En un hecho sin precedentes que confronta al Estado con su pasado más oscuro, colectivos de familias buscadoras, apoyados por autoridades federales, han iniciado una jornada de excavación en el patio de la propia Fiscalía General del Estado de Nayarit. El objetivo es localizar una presunta fosa clandestina que habría sido utilizada entre 2011 y 2017, periodo en el que la institución estuvo bajo el mando del exfiscal Edgar Veytia, actualmente purgando una condena en Estados Unidos por narcotráfico.
La intervención se centra en un punto específico frente al estacionamiento conocido como «Los Pinos». Rosa María Jara Montes, líder del colectivo Por Nuestros Corazones, señaló que esta búsqueda es una demanda pendiente desde 2018. Los trabajos, que se prevé duren varias semanas, incluyen el uso de georradares, pozos de sondeo y binomios caninos especializados para inspeccionar minuciosamente el terreno dividido en retículas de 10 por 10 metros.

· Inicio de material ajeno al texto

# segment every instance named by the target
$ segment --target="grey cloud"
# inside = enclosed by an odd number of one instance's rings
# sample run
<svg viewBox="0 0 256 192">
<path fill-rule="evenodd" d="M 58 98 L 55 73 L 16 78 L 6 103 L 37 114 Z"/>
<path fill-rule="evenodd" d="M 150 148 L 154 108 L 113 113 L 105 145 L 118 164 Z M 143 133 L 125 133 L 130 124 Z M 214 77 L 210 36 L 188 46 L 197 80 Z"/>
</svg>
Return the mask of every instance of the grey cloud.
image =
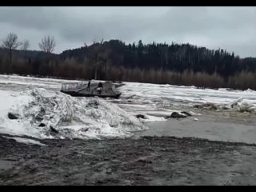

El recinto de justicia como centro de tortura
El trasfondo de esta búsqueda es estremecedor. Jara Montes sostiene, basada en testimonios y juicios relacionados con la desaparición de su hijo Nicanor Alejandro en 2017, que las instalaciones de la Fiscalía no solo sirvieron como oficinas administrativas, sino como un centro de retención y tortura. Según las investigaciones, varias víctimas de las desapariciones masivas de junio de ese año habrían perdido la vida dentro de este recinto antes de que sus cuerpos fueran trasladados a fosas en municipios aledaños como Xalisco.
Un reclamo de justicia de largo aliento
La jornada de búsqueda cuenta con la participación de la Comisión Nacional de Búsqueda y organismos de derechos humanos, quienes supervisan las maniobras ante la mirada de familias que han esperado casi una década para entrar a este sitio. «Yo supe que a mi hijo y a otros niños los tuvieron aquí, fueron torturados y perdieron la vida dentro de la golpiza que les dieron», afirmó Jara Montes, subrayando que este operativo busca confirmar si otros cuerpos quedaron sepultados bajo el suelo que, irónicamente, debía garantizar la justicia en Nayarit.